El Déjà vu de la peor tragedia, algo que estaba latente, una “espeluznante acción fantasmal a distancia”.
Esa tragedia ya vista, ya vivida anteriormente es, precisamente, la que dispara en el presente y con toda su artillería el dramaturgo y director rosarino Aldo El-Jatib en La Orden del Dragón, último trabajo estrenado al frente de El Rayo Misterioso en el marco de sus 25 años de recorrido desde que creara el grupo en 1994.
El año del último golpe de Estado, en marzo de 1976, fue el Año del Dragón. El mensaje de un poder siniestro que empezaba a desarrollar su sínodo trágico de persecuciones, desapariciones, torturas y muerte en la Argentina es el que reaparece en primer plano en esta nueva propuesta de El Rayo que, una vez más, logra resignificar su poética frente a la reinstalación de la derecha en el país, en un presente continuo en el que el paso del tiempo, como en una Cinta de Möbius, se desdibuja y desaparece.

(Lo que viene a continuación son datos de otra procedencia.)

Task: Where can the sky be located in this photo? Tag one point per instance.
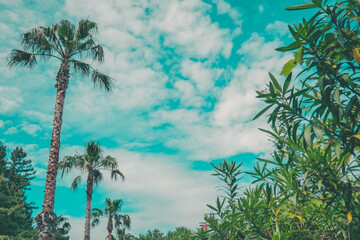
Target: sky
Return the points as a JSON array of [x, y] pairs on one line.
[[185, 73]]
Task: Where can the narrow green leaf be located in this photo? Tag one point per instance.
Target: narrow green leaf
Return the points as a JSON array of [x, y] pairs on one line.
[[319, 184], [275, 82], [337, 146], [287, 83], [288, 67], [337, 96], [301, 7], [307, 135], [262, 111]]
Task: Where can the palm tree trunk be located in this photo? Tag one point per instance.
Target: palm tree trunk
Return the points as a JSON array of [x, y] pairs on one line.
[[89, 191], [110, 227], [45, 220]]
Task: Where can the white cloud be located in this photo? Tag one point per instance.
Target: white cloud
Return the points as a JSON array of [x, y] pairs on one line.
[[10, 99], [31, 129], [261, 8], [11, 131], [185, 24], [167, 186], [278, 27]]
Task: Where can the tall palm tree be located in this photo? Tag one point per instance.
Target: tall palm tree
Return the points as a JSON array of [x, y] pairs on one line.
[[66, 43], [90, 163], [111, 213]]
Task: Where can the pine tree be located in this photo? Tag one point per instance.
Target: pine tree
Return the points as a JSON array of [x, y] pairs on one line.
[[21, 171], [15, 217], [15, 211]]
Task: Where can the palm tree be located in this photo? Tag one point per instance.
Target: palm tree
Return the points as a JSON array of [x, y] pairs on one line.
[[111, 213], [67, 43], [92, 162]]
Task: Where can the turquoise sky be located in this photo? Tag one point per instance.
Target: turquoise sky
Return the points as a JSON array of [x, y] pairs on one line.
[[186, 74]]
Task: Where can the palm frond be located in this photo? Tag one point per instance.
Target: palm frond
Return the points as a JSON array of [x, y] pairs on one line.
[[109, 162], [95, 215], [102, 80], [85, 28], [98, 176], [51, 34], [115, 173], [75, 183], [66, 33], [67, 164], [81, 67], [36, 41], [98, 52], [22, 58]]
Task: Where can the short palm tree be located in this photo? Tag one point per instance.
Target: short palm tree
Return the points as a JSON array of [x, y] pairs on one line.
[[66, 43], [90, 163], [111, 213]]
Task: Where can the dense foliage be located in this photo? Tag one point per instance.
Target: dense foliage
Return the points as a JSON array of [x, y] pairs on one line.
[[15, 211], [309, 187]]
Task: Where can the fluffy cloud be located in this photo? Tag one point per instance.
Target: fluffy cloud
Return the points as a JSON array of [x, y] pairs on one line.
[[278, 27]]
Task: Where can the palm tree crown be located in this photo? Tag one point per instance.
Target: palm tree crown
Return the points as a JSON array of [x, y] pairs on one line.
[[67, 43], [92, 163], [110, 212], [63, 41]]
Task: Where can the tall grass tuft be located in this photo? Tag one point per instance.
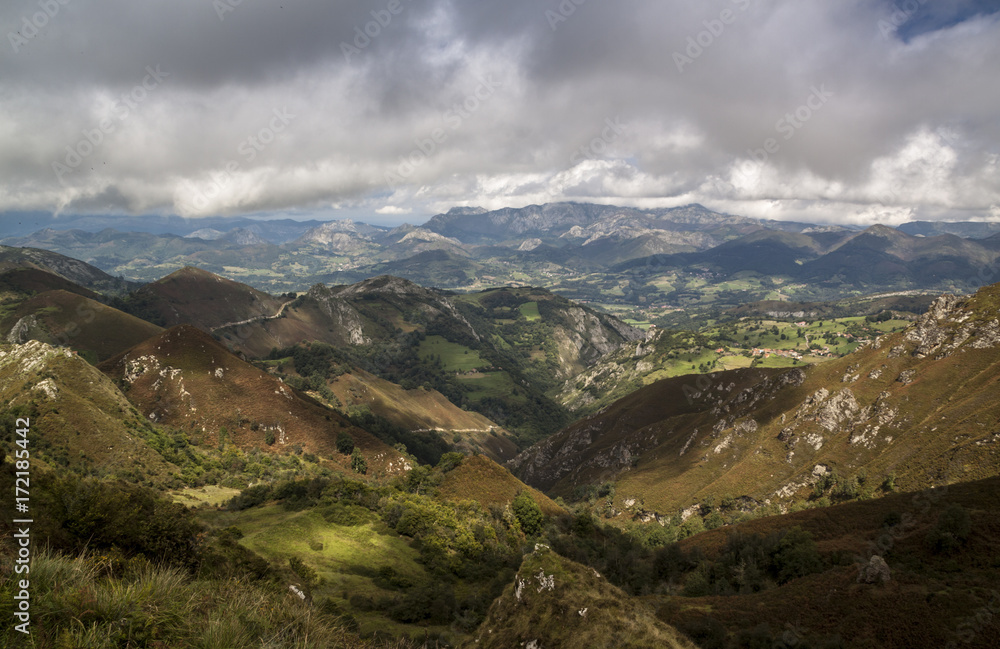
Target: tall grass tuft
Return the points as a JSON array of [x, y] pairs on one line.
[[89, 602]]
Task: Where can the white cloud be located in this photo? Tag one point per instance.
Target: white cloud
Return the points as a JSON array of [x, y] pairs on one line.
[[910, 130]]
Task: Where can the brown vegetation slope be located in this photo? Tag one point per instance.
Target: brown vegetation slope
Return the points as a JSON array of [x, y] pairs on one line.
[[186, 379], [61, 317], [424, 410], [480, 479], [919, 406], [203, 299]]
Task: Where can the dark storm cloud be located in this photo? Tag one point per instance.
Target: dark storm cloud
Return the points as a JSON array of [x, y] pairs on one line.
[[851, 111]]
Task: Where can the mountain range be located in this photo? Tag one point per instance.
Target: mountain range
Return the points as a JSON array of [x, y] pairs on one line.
[[715, 508], [644, 259]]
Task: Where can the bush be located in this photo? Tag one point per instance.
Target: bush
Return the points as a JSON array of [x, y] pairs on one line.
[[358, 462], [528, 514], [796, 555], [450, 461], [951, 532], [345, 443]]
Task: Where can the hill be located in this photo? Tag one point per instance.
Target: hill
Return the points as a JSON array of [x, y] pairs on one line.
[[935, 593], [184, 378], [555, 602], [61, 317], [24, 282], [200, 298], [915, 408], [68, 268], [423, 411], [496, 352], [479, 479], [79, 419]]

Como lo hacía el gran maestro polaco Tadeusz Kantor y como lo ha hecho a lo largo de todo su recorrido, El-Jatib desarrolla una propuesta poética, política y espectacular centrada en lo visual, en particular alrededor de un gran objeto totémico construido con los despojos de un pasado “habitable”, y al mismo tiempo, en el cuerpo de sus magníficos actores y en las repeticiones de sus acciones que, en términos de significado, buscan la artificialidad y el vaciamiento de sentido para potenciar el mensaje que todo el tiempo se sostiene en un primer plano.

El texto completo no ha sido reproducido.